• Stars
    star
    229
  • Rank 174,666 (Top 4 %)
  • Language
    Lua
  • License
    The Unlicense
  • Created about 4 years ago
  • Updated over 1 year ago

Reviews

There are no reviews yet. Be the first to send feedback to the community and the maintainers!

Repository Details

Archiving Parler.

parler-grab

More information about the archiving project can be found on the ArchiveTeam wiki: Parler

DOES NOT WORK IN THE WARRIOR

Setup instructions

Be sure to replace YOURNICKHERE with the nickname that you want to be shown as, on the tracker. You don't need to register it, just pick a nickname you like.

In most of the below cases, there will be a web interface running at http://localhost:8001/. If you don't know or care what this is, you can just ignore it—otherwise, it gives you a fancy view of what's going on.
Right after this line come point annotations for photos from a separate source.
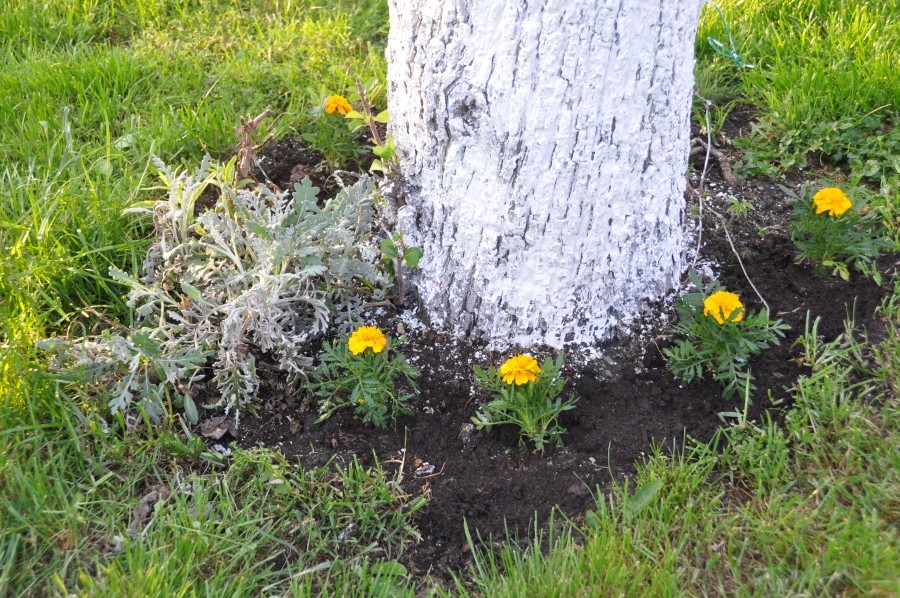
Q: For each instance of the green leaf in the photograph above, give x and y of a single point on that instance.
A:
(639, 501)
(389, 249)
(389, 568)
(190, 409)
(382, 151)
(257, 229)
(412, 255)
If anything goes wrong while running the commands below, please scroll down to the bottom of this page. There's troubleshooting information there.

Running with a warrior

Follow the instructions on the ArchiveTeam wiki for installing the Warrior, and select the "Parler" project in the Warrior interface.

Running without a warrior

To run this outside the warrior, clone this repository, cd into its directory and run:

python3 -m pip install setuptools wheel
python3 -m pip install --upgrade seesaw zstandard requests
./get-wget-lua.sh

then start downloading with:

run-pipeline3 pipeline.py --concurrent 2 YOURNICKHERE

For more options, run:

run-pipeline3 --help

If you don't have root access and/or your version of pip is very old, you can replace "pip install --upgrade seesaw" with:

wget https://raw.github.com/pypa/pip/master/contrib/get-pip.py ; python3 get-pip.py --user ; ~/.local/bin/pip3 install --upgrade --user seesaw

so that pip and seesaw are installed in your home, then run

~/.local/bin/run-pipeline3 pipeline.py --concurrent 2 YOURNICKHERE

Running multiple instances on different IPs

This feature requires seesaw version 0.0.16 or greater. Use pip install --upgrade seesaw to upgrade.

Use the --context-value argument to pass in bind_address=123.4.5.6 (replace the IP address with your own).

Example of running 2 threads, no web interface, and Wget binding of IP address:

run-pipeline3 pipeline.py --concurrent 2 YOURNICKHERE --disable-web-server --context-value bind_address=123.4.5.6

Distribution-specific setup

For Debian/Ubuntu:

Package libzstd-dev version 1.4.4 is required which is currently available from buster-backports.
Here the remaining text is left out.